To solve the first problem, we can use the formula: time = distance/speed.
Let's assume the speed of the freight train as 'x' mph.
According to the problem, the speed of the passenger train is 6 mph faster, so the speed of the passenger train will be 'x + 6' mph.
We know that the passenger train travels 280 miles in the same time it takes the freight train to travel 250 miles.
Using the formula, we can set up the equation:
280/(x + 6) = 250/x
We can cross-multiply to simplify the equation:
280x = 250(x + 6)
280x = 250x + 1500
Now, we can solve for x by subtracting 250x from both sides of the equation:
30x = 1500
Finally, we can solve for x by dividing both sides by 30:
x = 50
So, the speed of the freight train is 50 mph.

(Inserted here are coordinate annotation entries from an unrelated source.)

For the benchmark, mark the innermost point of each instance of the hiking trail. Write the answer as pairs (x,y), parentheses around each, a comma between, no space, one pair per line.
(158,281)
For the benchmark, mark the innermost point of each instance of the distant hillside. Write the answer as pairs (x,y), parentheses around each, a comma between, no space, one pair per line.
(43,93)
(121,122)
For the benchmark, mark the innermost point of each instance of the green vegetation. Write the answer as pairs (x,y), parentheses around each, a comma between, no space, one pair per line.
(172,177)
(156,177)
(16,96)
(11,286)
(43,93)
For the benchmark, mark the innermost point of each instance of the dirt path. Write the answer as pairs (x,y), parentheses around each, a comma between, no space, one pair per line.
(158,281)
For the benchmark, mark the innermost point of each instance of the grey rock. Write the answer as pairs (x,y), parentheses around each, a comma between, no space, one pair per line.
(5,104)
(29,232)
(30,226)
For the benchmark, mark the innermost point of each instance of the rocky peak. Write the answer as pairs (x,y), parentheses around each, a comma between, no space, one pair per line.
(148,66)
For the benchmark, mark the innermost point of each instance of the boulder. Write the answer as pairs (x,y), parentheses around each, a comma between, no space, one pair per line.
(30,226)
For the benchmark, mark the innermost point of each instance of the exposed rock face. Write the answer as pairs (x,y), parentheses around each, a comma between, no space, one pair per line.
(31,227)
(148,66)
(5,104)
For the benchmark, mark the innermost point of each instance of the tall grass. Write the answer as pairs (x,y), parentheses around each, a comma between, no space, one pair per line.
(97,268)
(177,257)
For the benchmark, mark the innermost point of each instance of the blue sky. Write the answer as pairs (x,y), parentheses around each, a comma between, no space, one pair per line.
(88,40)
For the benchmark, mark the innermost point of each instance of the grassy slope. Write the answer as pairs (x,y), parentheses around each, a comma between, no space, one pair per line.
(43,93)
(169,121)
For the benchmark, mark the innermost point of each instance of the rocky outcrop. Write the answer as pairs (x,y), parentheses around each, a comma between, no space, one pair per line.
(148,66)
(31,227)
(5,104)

To find the speed of the passenger train, we can substitute the value of x back into the equation:
Speed of passenger train = x + 6 = 50 + 6 = 56 mph.
Therefore, the speed of the passenger train is 56 mph, and the speed of the freight train is 50 mph.
Now, moving on to the second problem.
Let's assume the speed of the truck while going as 'x' mph.
According to the problem, the return trip was accomplished at double the speed, so the speed of the truck while returning will be '2x' mph.
We know that the truck travels 88 miles in one direction, and the return trip took 2 hours less time.
Using the formula time = distance/speed, we can set up the equation:
88/x - 88/(2x) = 2
To solve this equation, we can first find a common denominator:
(88 * 2 - 88)/(2x) = 2
(176 - 88)/(2x) = 2
88/(2x) = 2
Now, we can cross-multiply to simplify the equation:
88 = 4x
Dividing both sides of the equation by 4, we get:
x = 22
So, the speed going is 22 mph.
Therefore, the speed going was 22 mph.